Numerical Performance
Summary
One of the goals of tafra is to provide a fast-as-possible data structure
for numerical computing. To achieve this, all function returns are written
as generator expressions wherever
possible.
Note
Benchmarks collected on Windows 11 (Python 3.11). Library versions listed at the bottom of this page.
Additionally, because the data contains values of ndarrays, the
map functions may also take functions that operate on ndarrays.
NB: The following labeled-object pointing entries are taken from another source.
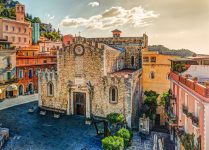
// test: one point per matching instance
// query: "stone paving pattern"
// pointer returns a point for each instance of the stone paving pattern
(17, 101)
(35, 132)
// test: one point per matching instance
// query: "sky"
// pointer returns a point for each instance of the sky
(175, 24)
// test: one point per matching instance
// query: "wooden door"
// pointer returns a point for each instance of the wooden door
(79, 103)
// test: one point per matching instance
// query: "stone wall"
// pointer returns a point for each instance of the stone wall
(93, 67)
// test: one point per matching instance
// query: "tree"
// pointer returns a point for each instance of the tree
(36, 20)
(149, 107)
This means
that they are able to take numba @jit'ed
functions as well.
Construction & Access
Tafra wraps a plain dict of numpy arrays, so construction and
column access have minimal overhead compared to pandas:
from tafra import Tafra
import pandas as pd
import polars as pl
import numpy as np
data = {f'col{i}': np.random.randn(100_000) for i in range(5)}
tf = Tafra(data) # 0.01 ms
df = pd.DataFrame(data) # 2.83 ms
plf = pl.DataFrame(data) # 0.03 ms
# Column access
x = tf['col0'] # 0.09 us per access
x = df['col0'] # 10.7 us
x = plf['col0'] # 0.56 us
| Operation | tafra | pandas | polars |
|---|---|---|---|
| Construction (100k rows, 5 cols) | 0.01 ms | 2.83 ms (283x) | 0.03 ms (3x) |
| Column access (per call) | 0.09 us | 10.7 us (119x) | 0.56 us (6.2x) |
pandas 3.0 introduced copy-on-write semantics and additional safety checks
in column access, significantly increasing per-access overhead. polars is
faster than pandas but still 6x slower than Tafra's direct dict lookup.
Row Mapping
Row-wise mapping applies a Python function to each row. Tafra uses
tuple_map (NamedTuple access), pandas uses itertuples, and polars
uses map_elements on a struct column. All apply a scalar function per row:
import math
def row_fn(a: float, b: float, c: float) -> float:
return math.sqrt(a * a + b * b) + math.log1p(abs(c))
# tafra (name=None for fast plain-tuple iteration)
result = list(tf.tuple_map(lambda r: (row_fn(r[0], r[1], r[2]),), name=None))
# pandas
result = [row_fn(r.a, r.b, r.c) for r in df.itertuples()]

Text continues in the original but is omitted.